If you aerate the water, you may be able to eventually clear out the H2S.

If you don't have a copy of my book, I would buy one or see if your library doesn't carry it. You could end up wasting a lot of time and money.


----------



## Emily6 (Feb 14, 2006)

I'm having a problem with gas bubbles in the substrate- mine don't smell like H2S all the time though- just a mix, I think. But I'm worried that my java fern died almost immediately after placing it on a rock. And two out of three of my bottom feeding cory cats died very shortly after purchasing. It definitely smells eggy occasionally. 

When you suggest aerating the water to relieve this, won't that bring down the CO2, causing more algae?

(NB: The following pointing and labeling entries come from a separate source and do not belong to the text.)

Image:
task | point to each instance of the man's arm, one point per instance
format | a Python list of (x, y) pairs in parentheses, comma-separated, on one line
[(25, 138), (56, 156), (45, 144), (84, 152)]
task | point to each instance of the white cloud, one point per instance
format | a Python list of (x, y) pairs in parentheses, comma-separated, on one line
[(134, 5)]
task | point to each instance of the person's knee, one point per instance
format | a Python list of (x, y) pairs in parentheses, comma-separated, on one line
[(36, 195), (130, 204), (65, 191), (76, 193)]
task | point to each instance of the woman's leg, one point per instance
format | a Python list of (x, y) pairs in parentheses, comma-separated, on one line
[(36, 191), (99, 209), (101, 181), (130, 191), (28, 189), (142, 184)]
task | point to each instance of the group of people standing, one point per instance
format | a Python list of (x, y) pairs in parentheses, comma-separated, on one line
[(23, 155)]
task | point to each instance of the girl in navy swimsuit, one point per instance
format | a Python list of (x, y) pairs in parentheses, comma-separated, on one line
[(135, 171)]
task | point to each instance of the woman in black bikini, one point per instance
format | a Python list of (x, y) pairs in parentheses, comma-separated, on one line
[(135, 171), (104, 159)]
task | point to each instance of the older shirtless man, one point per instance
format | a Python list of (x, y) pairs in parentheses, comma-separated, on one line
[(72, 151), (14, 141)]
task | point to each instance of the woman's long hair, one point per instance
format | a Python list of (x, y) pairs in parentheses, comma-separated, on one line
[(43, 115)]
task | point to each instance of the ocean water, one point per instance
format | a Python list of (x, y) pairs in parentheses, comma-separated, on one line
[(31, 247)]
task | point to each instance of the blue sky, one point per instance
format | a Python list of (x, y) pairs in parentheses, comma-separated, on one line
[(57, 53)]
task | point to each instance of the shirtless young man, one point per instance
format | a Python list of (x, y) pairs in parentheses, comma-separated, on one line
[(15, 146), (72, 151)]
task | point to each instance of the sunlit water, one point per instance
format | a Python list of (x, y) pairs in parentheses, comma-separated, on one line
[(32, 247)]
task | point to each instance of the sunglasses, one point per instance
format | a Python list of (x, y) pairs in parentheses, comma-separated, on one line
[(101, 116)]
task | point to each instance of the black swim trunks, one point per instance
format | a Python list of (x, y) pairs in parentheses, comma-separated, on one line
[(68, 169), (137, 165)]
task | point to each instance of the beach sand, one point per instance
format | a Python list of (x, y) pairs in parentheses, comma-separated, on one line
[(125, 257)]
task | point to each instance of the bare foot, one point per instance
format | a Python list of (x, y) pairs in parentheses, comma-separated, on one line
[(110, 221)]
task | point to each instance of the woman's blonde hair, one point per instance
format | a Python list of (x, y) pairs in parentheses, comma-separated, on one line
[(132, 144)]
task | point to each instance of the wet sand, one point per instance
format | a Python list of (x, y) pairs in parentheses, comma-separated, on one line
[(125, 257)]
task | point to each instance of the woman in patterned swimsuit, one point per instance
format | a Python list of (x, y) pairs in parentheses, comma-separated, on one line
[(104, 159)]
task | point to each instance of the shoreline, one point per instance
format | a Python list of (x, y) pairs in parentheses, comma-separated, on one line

I guess algae is better than killing the plants but I'm only slightly ahead of the algae right now.


----------



## dwalstad (Apr 14, 2006)

Emily6 said:


> When you suggest aerating the water to relieve this, won't that bring down the CO2, causing more algae?

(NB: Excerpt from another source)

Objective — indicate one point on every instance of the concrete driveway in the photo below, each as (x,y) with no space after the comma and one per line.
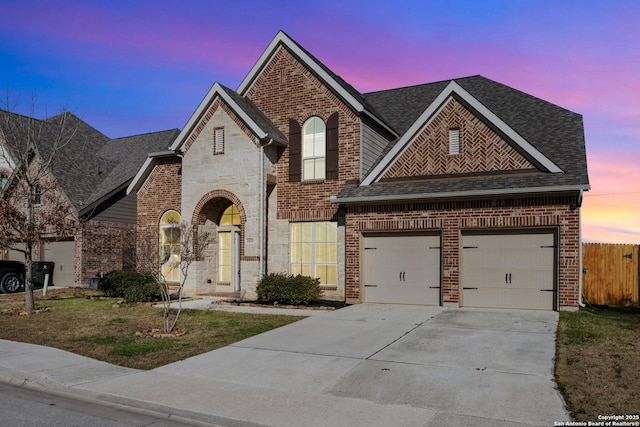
(370,365)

I would aerate the water until you get rid of the H2S problem.


----------



## Emily6 (Feb 14, 2006)

thanks for the advice- it seems to have solved itself and the root balls from the Java fern are covered in new tiny leaves (glad I didn't toss them!). No other casualties.


----------



## WhiteDevil (May 7, 2009)

On an NPT, does this tannin leach pose a problem?

I have blackwater aquariums but not an NPT. I would think its a cosmetic thing,right?


----------



## dwalstad (Apr 14, 2006)

WhiteDevil said:


> On an NPT, does this tannin leach pose a problem?
> 
> I have blackwater aquariums but not an NPT. I would think its a cosmetic thing,right?


Tannins aren't that big a deal except that they reduce the light intensity for plants.


----------



## bmedeiros678 (Mar 26, 2007)

WhiteDevil said:


> On an NPT, does this tannin leach pose a problem?


I like the tannin look.


----------